The wind switched directions and was coming out of the east at approximately 30 mph with 40 mph gusts. Our decoys couldn't hold in the cove and kept getting blown in the bank. We decided to leave and go back to the ramp. Knowing that none of didn't have anything going on that day, I figured we would take our time getting back to the ramp. No need to beat up dad's boat on the waves by going too fast. His boat was a 2004 War Eagle 1860 (18') with a 90 HP Mercury 4 Stroke. For those that don't know, this is a pretty bad *** duck boat. We started out of the cove, on pad and started beating ourselves up and broke the headlight mount on the front of the boat. I figured that I would come off pad and just idle across. The bow was in the air and we were doing fine. The over heat alarm started to go off so I tried to get on pad again to get the impeller pushing more water thinking it would make the alarm go off. The engine went into guardian mode and the boat felt sluggish.

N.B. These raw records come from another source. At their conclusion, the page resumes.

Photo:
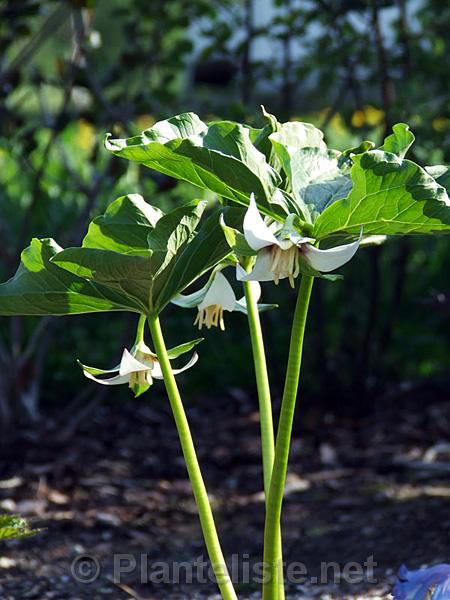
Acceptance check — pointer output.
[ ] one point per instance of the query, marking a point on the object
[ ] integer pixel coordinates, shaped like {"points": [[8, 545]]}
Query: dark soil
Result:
{"points": [[117, 486]]}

I came to a stop and shut the engine off not wanting to hurt it. Tried to get it started but it wouldn't turn over. I looked back and noticed that the big open space in the transom area was full of water. This area is about 18" deep and was full. I looked down at my feet and the floor had standing water over my wader boots. I started to panic and before I knew it, I was in knee deep water inside the boat and every wave was crashing over into the boat. I called everyone I knew with a boat and didn't make contact with anyone. Called my wife and told her that I loved her and told her where we were. I knew we were going to die of hypothermia. I've been a Police Officer for over 9 years now, served on the SWAT team and been in some pretty scary stuff at work but always had a way out. This day on the boat was the most helpless feeling I've ever experienced. I felt like we were all going to die and there was nothing I could do and it was all my fault. Our boat was bobbing in the middle of Milford Lake in January, half the lake iced up, and a mile from any shore.

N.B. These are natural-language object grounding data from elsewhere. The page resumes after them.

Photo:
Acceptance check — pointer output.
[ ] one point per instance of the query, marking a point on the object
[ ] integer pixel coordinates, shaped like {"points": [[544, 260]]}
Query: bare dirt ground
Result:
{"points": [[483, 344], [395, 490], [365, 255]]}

I called 911 and lifestar had just taken off headed towards us, I was later told. I tried one last time to get the engine started and she fired right up. We drove in into the closest bank going with the wind. We were on the bank for about 5 hours before getting help. The boat ended up with $3,000 of damage, but we were safe, which was all that mattered. I still have pics of the boat that I will add sometime today. Still gives me chills thinking about that January day...Lesson learned, never trust the weather forecast!